Conservatism will sometimes need to resist Trump and often need to persuade him. But it must also learn from Trump.
What Trump saw that so many conservatives missed was that people want a president who fights for them against the bad guys. However misguided Trump’s protectionism is, it was taken as a promise to defend the working guy against the Chinese. Trump’s “drain the swamp” talk has persuaded men in hard-hats that he is on their side against Beltway insiders in tasseled loafers. His immigration and crime rhetoric taps into darker fears about who the bad guys are.
As Nobel-prize winning behavioral economist Daniel Kahneman explains, people are not persuaded by facts and numbers, statistics and arguments. They are persuaded by people they like. Trump won a big majority of the states because voters in them liked the way he spoke for them.
Conservatism needs to learn from this. Rolling out spreadsheets about Social Security’s path to insolvency may win plaudits in conservative think tanks, but it’s not going to win elections. Conservatives don’t have to give up their principles, but they do have to put a human face on their math, and make ordinary people realize that free market conservatism works for the little guy by giving everyone opportunity.
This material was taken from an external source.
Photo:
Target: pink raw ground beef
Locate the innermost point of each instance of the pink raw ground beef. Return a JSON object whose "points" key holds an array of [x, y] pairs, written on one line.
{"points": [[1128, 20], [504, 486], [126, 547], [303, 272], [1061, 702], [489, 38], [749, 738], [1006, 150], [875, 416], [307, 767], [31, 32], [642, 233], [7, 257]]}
There is plenty of Trump-style talk that serves conservative ends. Draining the swamp is crucial to conservatism because Beltway bandits are the biggest obstacle to spending cuts. Trump has successfully cast regulatory reform as a way to bring back jobs. Across the board, conservatives need to explain how their policies defend the regular guy against some special interests, as Trump did.
Conservatives can’t merely change their rhetoric, though. Some priorities and even policies need to change. Cutting the top income-tax rate, preserving loopholes for hedge funds, and fighting for Wall Street’s wish list are all worthless, or worse. There’s a new political reality. Conservatives need to adapt to it.